Froome has already won three Grand Tours in 12 months, with the 2017 Tour, 2017 Vuelta and the 2018 Giro d’Italia. Sky is now saying that winning all three Grand Tours in the same season could be possible.
“Who knows,” sports director Nicolas Portal responded when asked if Froome can handle that work load. “At beginning they would say that he could not do the Tour and Vuelta, then he did it, then he did the Vuelta, Giro and Tour, and we are here.
“We will see. I believe if he wants to do it, he will have the full support of the team and we trust that he can do it. The only thing is that we need to see how he’s going to feel. Only he can know how he feels.”
Froome has won the Tour de France four times and began this year’s race with the aim of matching the record of five wins. He would also be the eighth rider to win the Giro/Tour double, however, no-one has ever won all three Grand Tours in the same season.
The 33-year-old Brit obviously must survive, and win, the Tour before he could even consider such a feat.
Portal told the media two days ago that a Vuelta ride would likely follow a Tour win.
“It will be necessary to see how he feels after the Tour, because the most important thing is to pay attention to his health, but if he wins the Tour he is likely to be at the Vuelta,” Portal said over the weekend.
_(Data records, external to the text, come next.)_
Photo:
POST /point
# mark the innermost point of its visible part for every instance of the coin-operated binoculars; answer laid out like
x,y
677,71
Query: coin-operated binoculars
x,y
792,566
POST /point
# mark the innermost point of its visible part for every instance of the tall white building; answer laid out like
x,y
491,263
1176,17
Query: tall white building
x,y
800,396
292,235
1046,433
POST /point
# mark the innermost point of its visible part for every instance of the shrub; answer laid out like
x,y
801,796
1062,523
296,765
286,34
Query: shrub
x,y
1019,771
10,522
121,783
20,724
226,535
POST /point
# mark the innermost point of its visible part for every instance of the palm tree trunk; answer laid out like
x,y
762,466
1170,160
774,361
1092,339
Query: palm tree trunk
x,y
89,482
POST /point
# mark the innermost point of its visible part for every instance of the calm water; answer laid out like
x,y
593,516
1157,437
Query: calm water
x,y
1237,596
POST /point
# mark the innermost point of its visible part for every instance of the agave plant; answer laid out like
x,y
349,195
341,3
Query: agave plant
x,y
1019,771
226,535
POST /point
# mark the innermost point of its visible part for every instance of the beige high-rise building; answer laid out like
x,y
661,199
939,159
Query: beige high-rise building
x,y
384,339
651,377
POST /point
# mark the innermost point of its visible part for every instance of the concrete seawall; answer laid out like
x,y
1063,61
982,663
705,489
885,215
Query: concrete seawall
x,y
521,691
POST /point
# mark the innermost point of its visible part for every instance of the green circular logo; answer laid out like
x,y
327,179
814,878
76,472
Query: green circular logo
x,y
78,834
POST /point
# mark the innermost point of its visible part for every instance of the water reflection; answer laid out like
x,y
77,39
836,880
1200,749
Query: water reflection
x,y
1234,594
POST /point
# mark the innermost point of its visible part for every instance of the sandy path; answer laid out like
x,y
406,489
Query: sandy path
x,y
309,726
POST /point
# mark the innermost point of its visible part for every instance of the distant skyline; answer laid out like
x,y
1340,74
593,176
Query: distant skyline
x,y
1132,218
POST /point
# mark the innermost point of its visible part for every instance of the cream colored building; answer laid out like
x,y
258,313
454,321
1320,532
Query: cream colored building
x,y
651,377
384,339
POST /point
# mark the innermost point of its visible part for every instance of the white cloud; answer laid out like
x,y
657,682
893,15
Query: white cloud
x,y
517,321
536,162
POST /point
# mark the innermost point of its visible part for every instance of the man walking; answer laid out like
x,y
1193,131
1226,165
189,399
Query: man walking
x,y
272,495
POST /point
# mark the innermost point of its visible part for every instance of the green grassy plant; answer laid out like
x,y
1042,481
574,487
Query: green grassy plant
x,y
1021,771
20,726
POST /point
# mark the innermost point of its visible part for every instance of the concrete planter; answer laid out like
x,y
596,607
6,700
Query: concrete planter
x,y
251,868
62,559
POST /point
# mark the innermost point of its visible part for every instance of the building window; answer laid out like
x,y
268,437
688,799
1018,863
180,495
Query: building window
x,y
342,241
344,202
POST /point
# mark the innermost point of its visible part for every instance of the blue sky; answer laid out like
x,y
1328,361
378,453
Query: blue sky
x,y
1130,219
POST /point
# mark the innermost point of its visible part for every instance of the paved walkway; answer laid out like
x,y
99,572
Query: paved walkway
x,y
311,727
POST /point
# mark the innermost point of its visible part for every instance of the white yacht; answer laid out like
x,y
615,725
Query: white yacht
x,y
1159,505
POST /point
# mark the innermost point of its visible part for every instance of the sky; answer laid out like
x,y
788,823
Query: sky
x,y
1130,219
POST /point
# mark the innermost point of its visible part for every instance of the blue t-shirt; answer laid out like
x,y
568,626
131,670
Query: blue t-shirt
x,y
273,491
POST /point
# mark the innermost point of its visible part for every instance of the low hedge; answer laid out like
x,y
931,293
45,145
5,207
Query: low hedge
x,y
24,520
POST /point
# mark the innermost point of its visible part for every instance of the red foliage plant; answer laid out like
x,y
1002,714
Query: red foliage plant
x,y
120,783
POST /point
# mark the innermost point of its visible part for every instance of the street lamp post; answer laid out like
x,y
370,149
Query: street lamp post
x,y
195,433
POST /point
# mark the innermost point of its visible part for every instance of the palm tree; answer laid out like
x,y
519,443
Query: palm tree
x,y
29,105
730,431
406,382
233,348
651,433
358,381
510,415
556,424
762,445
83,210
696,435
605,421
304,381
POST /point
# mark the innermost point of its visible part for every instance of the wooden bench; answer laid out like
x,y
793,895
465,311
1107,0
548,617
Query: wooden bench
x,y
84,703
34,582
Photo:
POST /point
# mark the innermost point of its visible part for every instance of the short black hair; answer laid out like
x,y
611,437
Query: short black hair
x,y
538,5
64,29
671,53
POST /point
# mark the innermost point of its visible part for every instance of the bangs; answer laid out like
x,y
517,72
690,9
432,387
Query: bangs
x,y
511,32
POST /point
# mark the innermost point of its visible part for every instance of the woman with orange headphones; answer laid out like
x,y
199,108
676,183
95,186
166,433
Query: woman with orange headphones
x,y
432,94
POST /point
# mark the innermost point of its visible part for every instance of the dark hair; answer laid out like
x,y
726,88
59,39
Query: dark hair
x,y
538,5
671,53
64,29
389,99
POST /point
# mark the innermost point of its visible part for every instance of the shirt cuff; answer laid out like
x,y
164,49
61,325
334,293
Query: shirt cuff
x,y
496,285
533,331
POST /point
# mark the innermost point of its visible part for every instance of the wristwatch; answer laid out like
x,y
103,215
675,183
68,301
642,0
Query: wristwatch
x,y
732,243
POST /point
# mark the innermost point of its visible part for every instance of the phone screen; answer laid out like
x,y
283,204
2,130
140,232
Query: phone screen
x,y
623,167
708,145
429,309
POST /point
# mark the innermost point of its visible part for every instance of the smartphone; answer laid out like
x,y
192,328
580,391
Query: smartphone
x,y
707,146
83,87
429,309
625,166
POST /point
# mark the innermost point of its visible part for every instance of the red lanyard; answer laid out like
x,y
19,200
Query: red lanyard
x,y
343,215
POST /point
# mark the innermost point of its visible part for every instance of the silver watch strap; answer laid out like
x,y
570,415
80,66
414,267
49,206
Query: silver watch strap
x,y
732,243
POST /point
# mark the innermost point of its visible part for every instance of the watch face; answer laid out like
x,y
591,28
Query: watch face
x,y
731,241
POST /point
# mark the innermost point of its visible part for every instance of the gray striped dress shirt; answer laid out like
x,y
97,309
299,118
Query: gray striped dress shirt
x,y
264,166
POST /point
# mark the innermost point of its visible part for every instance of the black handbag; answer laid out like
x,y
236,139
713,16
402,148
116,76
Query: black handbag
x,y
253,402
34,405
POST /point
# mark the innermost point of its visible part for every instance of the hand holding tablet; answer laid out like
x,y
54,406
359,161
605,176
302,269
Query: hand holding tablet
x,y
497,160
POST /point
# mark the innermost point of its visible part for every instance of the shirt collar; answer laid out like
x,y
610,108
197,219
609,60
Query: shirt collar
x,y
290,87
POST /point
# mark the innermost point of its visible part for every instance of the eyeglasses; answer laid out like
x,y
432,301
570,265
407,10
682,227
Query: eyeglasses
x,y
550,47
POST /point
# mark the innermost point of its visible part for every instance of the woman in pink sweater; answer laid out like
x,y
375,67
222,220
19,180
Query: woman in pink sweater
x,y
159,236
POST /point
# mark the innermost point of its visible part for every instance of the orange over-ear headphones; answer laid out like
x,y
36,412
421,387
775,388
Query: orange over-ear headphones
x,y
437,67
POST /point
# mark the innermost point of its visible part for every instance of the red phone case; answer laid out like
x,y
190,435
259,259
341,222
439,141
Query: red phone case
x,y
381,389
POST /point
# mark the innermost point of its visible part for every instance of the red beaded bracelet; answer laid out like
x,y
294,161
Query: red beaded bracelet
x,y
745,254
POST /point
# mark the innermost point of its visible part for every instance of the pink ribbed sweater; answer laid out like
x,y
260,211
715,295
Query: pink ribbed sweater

“It is something we will talk about after the Tour, but the possibility is there. I think he can win the three Grand Tours in a year. He has already won Tour and Vuelta consecutively, so it’s something we know how to deal with. I think it can do well.”
Froome finds it “a bit difficult” to think about the Vuelta a España right now in the Tour de France, which has only just reached the first of many mountain days.
“I’m just focused on getting through the next two weeks,” he said. “And there are other things to think about: My wife is expecting our baby at the end of the month, so hopefully I’ll make it home in time for the birth.”
The team’s focus is clearly on the mountain stages to come in the two weeks ahead. Around the team bus, decked in blue in this Tour, Brailsford meets with rider agents and other insiders with a constant eye on the future. If Froome was to race the Vuelta, some pieces would already need to be put in place.
“Everything’s possible,” Brailsford said. “The reality is we are not going to make a call until after this [Tour] is finished. That’s the truth of the matter. To go any further than ‘it’s possible’ is not the case now.”